Let $A=\{X=Y\}$ be the event that $X$ and $Y$ take the same value. If $X$ and $Y$ arediscrete, independent and identically distributed, then is it true that $E[X|A] =E[Y]$?
I know that it is false (for a counter-example, let $X$ and $Y$ be two independent indicator variables with $p_X(1) =p_Y(1) = 1/3$). But only because I've seen the explicit calculation for a counterexample.
How might I intuitively know that the statement is false?
Is the fact that $X$ and $Y$ are discrete important?
Compare and contrast: $$ \begin{align} E[X]&=\sum_{x\in \mathcal X} x\cdot p(x)\\ E[X|X=Y]&=\sum_{x\in \mathcal X} x\cdot \frac{p(x)^2}{P(X=Y)} \end{align} $$ We are summing over the same sets, and the $x$ is the same, but we have different weights. How do they compare? We see that $p(x)>p(x)^2/P(X=y)$ if and only if $p(x)<P(X=Y)$. That is, if $p(x)$ was smaller than a certain threshold, then the conditional weight is even smaller, while if $p(x)$ is above the threshold, the weight increases. Therefore, conditioning on $X=Y$ causes a bias away from the unlikely values of $X$, and towards the likely ones.
For example, if $X$ is geometric with success probability $1/2$, then its mode is at $x=1$, and the $p(x)$ decreases to zero as $x$ increases.

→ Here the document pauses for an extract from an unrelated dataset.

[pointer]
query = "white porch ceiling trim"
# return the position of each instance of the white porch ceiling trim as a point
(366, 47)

Conditioned on $X=Y$, the conditional distribution would be skewed more towards the likely values near $x=1$, so $E[X|X=Y]$ is less than that of $E[X]$.
Discreteness is not actually necessary. If $X$ and $Y$ are continuous and i.i.d, then letting $Z=X-Y$, you can talk about the conditional distribution of $X$ given $Z=0$. You will find the same phenomenon: if $X$ has pdf $f(x)$, then the condition pdf given $Z=0$ will be $f(x)^2/f_Z(0)$, so likely regions of $X$ attain a bias.